Mathias Eric Owona Nguini pense, toutefois, que le jusqu’auboutisme du MRC et de son leader Maurice Kamto vont mener le pays dans une impasse:
«Les revendications du MRC ont peu de chances d’être entendues, à partir du moment où la principale d’entre elles, c’est que son candidat prétend être le Président élu. Alors que cela est manifestement contraire au verdict de l’élection présidentielle qui a été proclamée par le Conseil constitutionnel. Dans cette perspective, il ne peut y avoir qu’un bras de fer avec le pouvoir en place puisque c’est la légitimité de la plus haute institution de l’État [le Président de la République, ndlr] qui est remise en cause par Maurice Kamto», affirme-t-il.
Pour Richard Makon, cette stratégie est, au contraire, une façon de fédérer toutes les tendances au sein du MRC qui a été formé en 2012, avec d'autres personnalités politiques.
«Les revendications d’un parti politique n’ont pas toujours vocation à être réalisées. Ces revendications permettent surtout au parti d’exister. Elles servent aussi à créer un lien permanent entre le parti politique, ses militants, ses adhérents, les sympathisants et le peuple dans sa globalité. Elles permettent également de construire un espace de rapport de force vis-à-vis de l’ordre gouvernant. Que ces revendications aboutissent ou pas n’est pas vraiment important, elles ne sont qu’un moyen d’expression d’un parti politique pour exister», analyse-t-il.

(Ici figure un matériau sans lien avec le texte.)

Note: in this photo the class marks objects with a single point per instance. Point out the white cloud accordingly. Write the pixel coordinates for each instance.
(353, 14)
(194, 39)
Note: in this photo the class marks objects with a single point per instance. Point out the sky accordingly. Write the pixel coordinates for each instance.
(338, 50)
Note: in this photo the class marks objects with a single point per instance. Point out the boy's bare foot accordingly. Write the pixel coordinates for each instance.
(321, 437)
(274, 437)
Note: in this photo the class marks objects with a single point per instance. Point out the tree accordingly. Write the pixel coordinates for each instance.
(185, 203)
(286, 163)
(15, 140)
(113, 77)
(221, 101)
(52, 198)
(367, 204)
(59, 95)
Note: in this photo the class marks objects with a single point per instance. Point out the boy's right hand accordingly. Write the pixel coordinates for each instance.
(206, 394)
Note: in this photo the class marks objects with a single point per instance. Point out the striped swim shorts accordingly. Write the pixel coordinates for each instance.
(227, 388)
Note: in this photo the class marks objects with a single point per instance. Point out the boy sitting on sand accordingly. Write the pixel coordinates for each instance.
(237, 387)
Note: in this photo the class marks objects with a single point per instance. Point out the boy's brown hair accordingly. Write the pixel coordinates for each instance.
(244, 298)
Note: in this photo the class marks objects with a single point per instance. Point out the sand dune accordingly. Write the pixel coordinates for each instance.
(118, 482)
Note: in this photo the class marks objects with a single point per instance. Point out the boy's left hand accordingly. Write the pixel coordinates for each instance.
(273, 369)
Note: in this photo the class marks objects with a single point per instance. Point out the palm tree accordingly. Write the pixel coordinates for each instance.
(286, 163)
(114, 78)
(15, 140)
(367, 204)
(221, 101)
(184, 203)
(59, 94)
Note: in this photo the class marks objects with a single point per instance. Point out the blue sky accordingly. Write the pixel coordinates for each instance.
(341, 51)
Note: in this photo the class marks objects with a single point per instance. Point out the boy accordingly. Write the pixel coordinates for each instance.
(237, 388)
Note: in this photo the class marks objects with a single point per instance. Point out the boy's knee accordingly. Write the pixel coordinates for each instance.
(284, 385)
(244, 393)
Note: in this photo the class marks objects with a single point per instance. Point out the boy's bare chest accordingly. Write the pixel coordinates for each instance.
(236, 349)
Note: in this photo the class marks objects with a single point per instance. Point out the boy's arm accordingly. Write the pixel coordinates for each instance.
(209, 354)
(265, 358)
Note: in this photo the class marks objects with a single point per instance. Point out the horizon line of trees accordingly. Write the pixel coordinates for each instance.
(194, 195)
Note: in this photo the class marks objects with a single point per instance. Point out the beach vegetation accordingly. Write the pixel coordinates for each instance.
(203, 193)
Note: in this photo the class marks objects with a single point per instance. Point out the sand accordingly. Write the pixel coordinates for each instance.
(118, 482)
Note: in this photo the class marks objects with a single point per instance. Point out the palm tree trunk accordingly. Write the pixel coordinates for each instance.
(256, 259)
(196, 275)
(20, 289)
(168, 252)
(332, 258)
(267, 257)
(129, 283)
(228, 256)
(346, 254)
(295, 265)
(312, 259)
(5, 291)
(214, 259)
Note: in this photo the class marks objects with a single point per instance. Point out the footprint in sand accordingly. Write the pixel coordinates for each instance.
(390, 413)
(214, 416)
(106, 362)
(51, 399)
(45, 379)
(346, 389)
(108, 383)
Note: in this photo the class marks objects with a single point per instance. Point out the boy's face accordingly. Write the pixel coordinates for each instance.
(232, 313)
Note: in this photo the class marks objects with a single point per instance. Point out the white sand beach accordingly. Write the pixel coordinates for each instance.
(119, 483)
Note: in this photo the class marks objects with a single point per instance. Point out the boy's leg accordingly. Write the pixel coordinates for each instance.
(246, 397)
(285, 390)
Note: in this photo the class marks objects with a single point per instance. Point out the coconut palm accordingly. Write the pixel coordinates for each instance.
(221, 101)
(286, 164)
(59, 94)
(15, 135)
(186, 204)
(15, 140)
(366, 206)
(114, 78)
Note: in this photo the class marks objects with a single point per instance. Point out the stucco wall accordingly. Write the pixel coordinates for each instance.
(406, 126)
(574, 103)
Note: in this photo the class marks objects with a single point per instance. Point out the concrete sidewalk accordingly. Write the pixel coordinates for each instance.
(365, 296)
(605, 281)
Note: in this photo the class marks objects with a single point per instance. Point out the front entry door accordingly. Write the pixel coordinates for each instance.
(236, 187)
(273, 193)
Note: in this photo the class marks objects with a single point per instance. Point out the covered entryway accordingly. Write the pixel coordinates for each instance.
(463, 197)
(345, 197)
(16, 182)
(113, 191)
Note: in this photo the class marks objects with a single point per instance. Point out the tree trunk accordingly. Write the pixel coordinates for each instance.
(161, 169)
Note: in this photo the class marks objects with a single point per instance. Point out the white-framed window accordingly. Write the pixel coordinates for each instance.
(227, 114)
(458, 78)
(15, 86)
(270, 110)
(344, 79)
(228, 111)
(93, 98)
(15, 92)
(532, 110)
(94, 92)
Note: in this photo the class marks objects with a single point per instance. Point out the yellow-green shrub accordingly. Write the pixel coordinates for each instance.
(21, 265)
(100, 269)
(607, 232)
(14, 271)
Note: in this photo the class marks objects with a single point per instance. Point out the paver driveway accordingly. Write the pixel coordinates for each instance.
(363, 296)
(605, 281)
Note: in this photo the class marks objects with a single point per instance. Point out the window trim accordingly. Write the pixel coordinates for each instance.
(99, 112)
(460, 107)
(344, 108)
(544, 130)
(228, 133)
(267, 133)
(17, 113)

Malgré sa détention depuis fin janvier et son incarcération à la prison centrale de Kondengui à Yaoundé, Maurice Kamto, qui est accusé d’«hostilité contre la patrie» et d’«insurrection», a choisi de maintenir la pression sur les autorités de Yaoundé. Les arrestations des autres cadres du parti ne semblent pas, non plus, avoir essoufflé la dynamique de résistance engagée depuis la dernière présidentielle.
Or, pour Richard Makon, «ce n’est pas en arrêtant le directoire du MRC que l’idéologie du parti politique va disparaître ou que ses objectifs vont disparaître […]. L’arrestation de ses principaux leaders peut simplement avoir pour effet de ralentir ou d’atténuer les actions de ce parti, mais je ne pense pas que ces arrestations peuvent faire disparaître ce parti qui a démontré qu’il était sérieusement implanté», conclut-il au micro de Sputnik.
Ancien ministre de Paul Biya, en rupture de ban avec le pouvoir depuis 2011, Maurice Kamto et son parti ont réussi à mobiliser et à susciter de l’espoir au sein d’une population longtemps désabusée et fataliste. Fort de sa réputation d’avocat international ayant négocié avec succès le retour de la péninsule de Bakassi dans le giron du Cameroun, qu’il a gagné dans le cadre du différend territorial contre le Nigeria en 2002 devant la Cour internationale de justice de La Haye, il a reçu le soutien de la Commission des droits de l’Homme et des peuples, une institution de l’Union africaine qui a accepté en mai dernier d’examiner sa requête pour le recomptage des votes.
Même à la «deuxième place» lors du scrutin présidentiel du 7 octobre, selon les résultats officiels publiés par le Conseil constitutionnel, le MRC a réussi la performance de «rebattre les cartes» dans un paysage camerounais très figé, terrassant au passage une opposition jusque-là incarnée par John Fru Ndi, le leader charismatique du Social Democratic Front (SDF) et grand challenger de Paul Biya lors des élections présidentielles de 1992, 2004 et 2011.